I think this is a case where you could use your own pipeline component right at the start of your NLU pipeline. This component can use the fuzzywuzzy python library to match against a lookup table of staff names. If there is a clear winning match against one staff name, then it could just substitute that in to the input before passing it to the rest of the pipeline.

1 Like

Something like fuzzywuzzy is fine to use for spelling errors and ad-hoc variations, but there are times when I know all the common aliases and the aliases might not necessarily be a close Levenshtein distance. For example I have list of drug names or medical procedures and I want them to be recognized/extracted entities. Many of these drugs and medical procedures have multiple aliases with a variety of spellings. Dialogflow handles this with they way it lets you define entities and aliases. I guess I could list them all in the entity lookup table and then map them myself to the canonical entity label, but would be nice if the entity lookup handled all that so it can be maintained in one place.
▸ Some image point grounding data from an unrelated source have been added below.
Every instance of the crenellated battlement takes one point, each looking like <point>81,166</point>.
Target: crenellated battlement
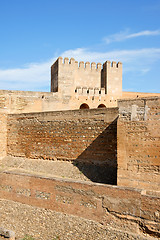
<point>79,65</point>
<point>84,91</point>
<point>88,65</point>
<point>95,79</point>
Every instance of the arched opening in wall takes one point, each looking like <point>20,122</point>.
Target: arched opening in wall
<point>84,106</point>
<point>101,106</point>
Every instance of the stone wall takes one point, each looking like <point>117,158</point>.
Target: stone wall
<point>30,203</point>
<point>85,136</point>
<point>138,143</point>
<point>3,134</point>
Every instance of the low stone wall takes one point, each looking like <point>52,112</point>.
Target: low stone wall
<point>138,143</point>
<point>129,213</point>
<point>3,135</point>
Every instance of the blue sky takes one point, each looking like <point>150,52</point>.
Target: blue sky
<point>33,33</point>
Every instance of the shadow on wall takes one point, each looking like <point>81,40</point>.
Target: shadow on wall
<point>99,160</point>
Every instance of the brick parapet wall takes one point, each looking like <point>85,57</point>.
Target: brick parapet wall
<point>128,210</point>
<point>138,143</point>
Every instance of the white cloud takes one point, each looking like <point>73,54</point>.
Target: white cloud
<point>123,35</point>
<point>36,76</point>
<point>33,76</point>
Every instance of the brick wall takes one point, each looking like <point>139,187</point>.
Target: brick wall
<point>3,134</point>
<point>138,143</point>
<point>132,212</point>
<point>86,136</point>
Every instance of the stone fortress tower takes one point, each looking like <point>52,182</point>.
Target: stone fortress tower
<point>92,84</point>
<point>73,86</point>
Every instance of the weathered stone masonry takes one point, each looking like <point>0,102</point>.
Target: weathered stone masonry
<point>125,141</point>
<point>138,141</point>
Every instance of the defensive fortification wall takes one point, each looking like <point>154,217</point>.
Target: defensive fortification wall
<point>70,76</point>
<point>47,208</point>
<point>138,141</point>
<point>3,135</point>
<point>85,136</point>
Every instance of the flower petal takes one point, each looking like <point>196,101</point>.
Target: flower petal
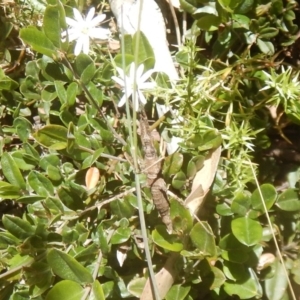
<point>99,33</point>
<point>131,71</point>
<point>146,76</point>
<point>122,101</point>
<point>71,22</point>
<point>86,44</point>
<point>73,34</point>
<point>77,15</point>
<point>147,86</point>
<point>139,72</point>
<point>142,97</point>
<point>136,101</point>
<point>90,14</point>
<point>97,20</point>
<point>118,80</point>
<point>78,47</point>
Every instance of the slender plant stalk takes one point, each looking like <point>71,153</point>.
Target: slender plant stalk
<point>273,234</point>
<point>134,143</point>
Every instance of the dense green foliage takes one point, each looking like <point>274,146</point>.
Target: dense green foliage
<point>70,224</point>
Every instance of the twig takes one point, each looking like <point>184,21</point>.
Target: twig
<point>175,23</point>
<point>121,195</point>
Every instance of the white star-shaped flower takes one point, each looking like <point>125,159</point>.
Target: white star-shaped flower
<point>127,83</point>
<point>82,30</point>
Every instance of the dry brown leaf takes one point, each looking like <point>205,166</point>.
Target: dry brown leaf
<point>164,279</point>
<point>201,184</point>
<point>203,181</point>
<point>92,177</point>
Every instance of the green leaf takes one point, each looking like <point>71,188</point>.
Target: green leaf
<point>61,92</point>
<point>223,209</point>
<point>165,240</point>
<point>288,200</point>
<point>9,191</point>
<point>240,204</point>
<point>233,250</point>
<point>7,239</point>
<point>275,286</point>
<point>244,289</point>
<point>145,50</point>
<point>95,92</point>
<point>127,58</point>
<point>38,41</point>
<point>265,47</point>
<point>194,165</point>
<point>235,271</point>
<point>267,33</point>
<point>178,292</point>
<point>51,25</point>
<point>6,83</point>
<point>181,217</point>
<point>52,136</point>
<point>203,238</point>
<point>172,164</point>
<point>247,231</point>
<point>88,73</point>
<point>98,291</point>
<point>82,62</point>
<point>136,286</point>
<point>23,127</point>
<point>121,235</point>
<point>72,93</point>
<point>122,208</point>
<point>209,23</point>
<point>40,184</point>
<point>30,199</point>
<point>18,227</point>
<point>209,140</point>
<point>179,180</point>
<point>269,195</point>
<point>66,267</point>
<point>11,171</point>
<point>66,290</point>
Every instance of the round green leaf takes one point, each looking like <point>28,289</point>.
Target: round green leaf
<point>223,209</point>
<point>98,291</point>
<point>66,290</point>
<point>288,200</point>
<point>240,204</point>
<point>40,184</point>
<point>269,195</point>
<point>267,33</point>
<point>246,230</point>
<point>51,24</point>
<point>275,287</point>
<point>11,171</point>
<point>244,289</point>
<point>203,238</point>
<point>178,292</point>
<point>38,41</point>
<point>18,227</point>
<point>66,267</point>
<point>172,164</point>
<point>181,217</point>
<point>52,136</point>
<point>265,47</point>
<point>194,165</point>
<point>165,240</point>
<point>121,235</point>
<point>136,286</point>
<point>179,180</point>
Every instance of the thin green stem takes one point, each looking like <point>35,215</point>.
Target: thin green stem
<point>134,143</point>
<point>273,234</point>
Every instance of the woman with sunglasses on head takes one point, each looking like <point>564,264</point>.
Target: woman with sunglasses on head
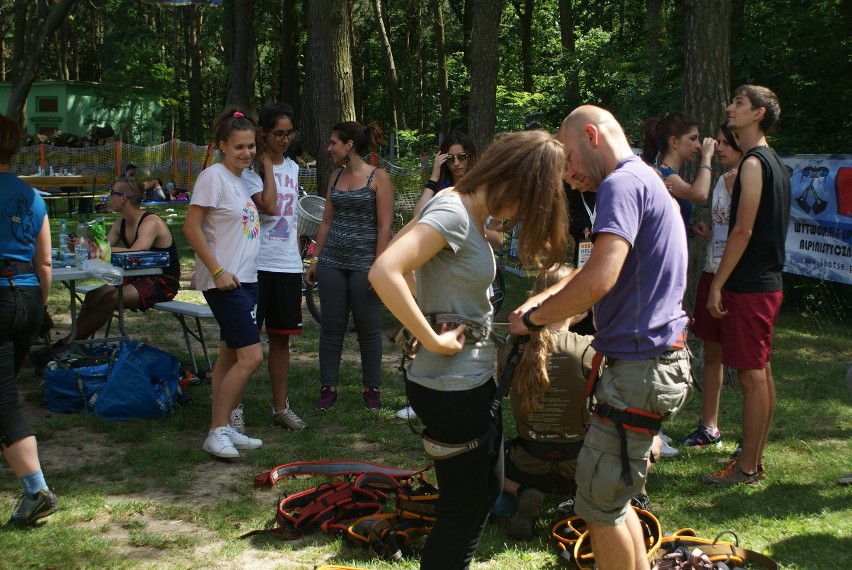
<point>456,156</point>
<point>450,383</point>
<point>355,229</point>
<point>275,192</point>
<point>668,144</point>
<point>222,227</point>
<point>135,230</point>
<point>704,325</point>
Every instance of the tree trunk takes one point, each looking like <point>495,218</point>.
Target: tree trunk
<point>483,76</point>
<point>656,30</point>
<point>196,130</point>
<point>443,86</point>
<point>289,58</point>
<point>397,112</point>
<point>329,96</point>
<point>26,62</point>
<point>421,73</point>
<point>525,16</point>
<point>239,29</point>
<point>569,51</point>
<point>706,79</point>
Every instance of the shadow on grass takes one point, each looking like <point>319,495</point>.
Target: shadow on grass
<point>830,551</point>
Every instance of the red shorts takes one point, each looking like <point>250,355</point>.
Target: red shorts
<point>704,325</point>
<point>154,289</point>
<point>747,328</point>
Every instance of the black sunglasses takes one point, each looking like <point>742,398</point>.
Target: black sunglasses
<point>461,157</point>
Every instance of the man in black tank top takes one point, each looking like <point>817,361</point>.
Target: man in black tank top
<point>746,291</point>
<point>135,230</point>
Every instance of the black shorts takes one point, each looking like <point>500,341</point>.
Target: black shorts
<point>522,467</point>
<point>235,312</point>
<point>279,304</point>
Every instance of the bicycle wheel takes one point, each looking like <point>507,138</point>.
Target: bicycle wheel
<point>498,290</point>
<point>312,301</point>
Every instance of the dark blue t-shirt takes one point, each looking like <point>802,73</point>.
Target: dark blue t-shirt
<point>641,317</point>
<point>22,213</point>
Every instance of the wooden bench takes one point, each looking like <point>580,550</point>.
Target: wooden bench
<point>181,310</point>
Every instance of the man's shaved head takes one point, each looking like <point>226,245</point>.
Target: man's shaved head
<point>594,143</point>
<point>602,119</point>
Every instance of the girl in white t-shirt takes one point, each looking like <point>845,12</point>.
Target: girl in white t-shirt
<point>223,227</point>
<point>450,383</point>
<point>704,325</point>
<point>275,192</point>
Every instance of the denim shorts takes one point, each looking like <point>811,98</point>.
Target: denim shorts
<point>660,385</point>
<point>236,313</point>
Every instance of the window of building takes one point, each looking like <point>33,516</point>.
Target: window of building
<point>47,104</point>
for entities you can define synonyms

How does this work though? What word would we match against the lookup table? Wouldn’t a misspelled entity not recognized at all?

Very simplified example could be this:
Lookup: [Akshay, Sam, Steve, Vladimir]
User input: My name is Askhay.

Here, misspelled entity Askhay won’t be extracted. How do we match it?

What @akshay2000 entioned is exactly my questions as well, I would need to recognize entities being close enough to entities in the look-up table. Ideally this component would also replace the misspelled entity by the correctly spelled entity. I looked into the fuzzy tool and this offers me the ability to calculate the distance between two words but how will this work concretely within the RASA NLU?

@netcarver @grandlogic

@Arno

Thinking aloud: a potential approach would be to make a custom pipeline component that sits at the end of the NLU pipeline. Should the intent of the input map through to a specific intent such as /inform_staff_name that pulls out the name entity (even if it is spelled incorrectly), then the pipeline component could take the entity value and use FuzzyWuzzy’s process.extract() or process.extract_one() methods (link) to find the best match from a lookup table of allowed names and would then replace the extracted entity with the value from the lookup table.

Here’s a link to a gist that shows how to write a custom pipeline component that you could use as the basis of your own pipeline component.

1 Like

I think one of us is missing something here. How do we extract the misspelled value in first place?

This part is not very clear. Entity extraction works independently of intent classification.

Hi Akshay,

The misspelled value of the entity will be made available to your pipeline processing method via the message parameter that is passed to it (cf. line 70 of the gist.) You can extract the misspelled value in a similar way to line 75 of the gist I posted above. You can then use this as the key you pass in to FuzzyWuzzy’s process.extract() method to get the closest correctly spelled value and then overwrite the entity value and adjust the start and end position.

I haven’t filtered based on the intent before - so I’m guessing that the extracted intent is passed as part of the message - you’ll need to research that yourself if you want to experiment with this idea.

Hope that helps.

Which component is extracting this value? From what I have observed, ner_crf fails to extract the entity. I am clear about rest of the part. But I’m pretty sure ner_crf doesn’t extract the entities sometimes. Matching those to the exact values is trivial and can be even done at the actions end.

@Ghostvv This sounds like the correct answer for general spelling mistakes:

or write a component to recognize them.

Thank you @Juste for this:

And then use of synonym tables built in Rasa feature for entity synonym “iPhone” “iPhne” etc.

There also some good references in another thread from @tyd :

Not sure if this simple sample is good (can anyone confirm)?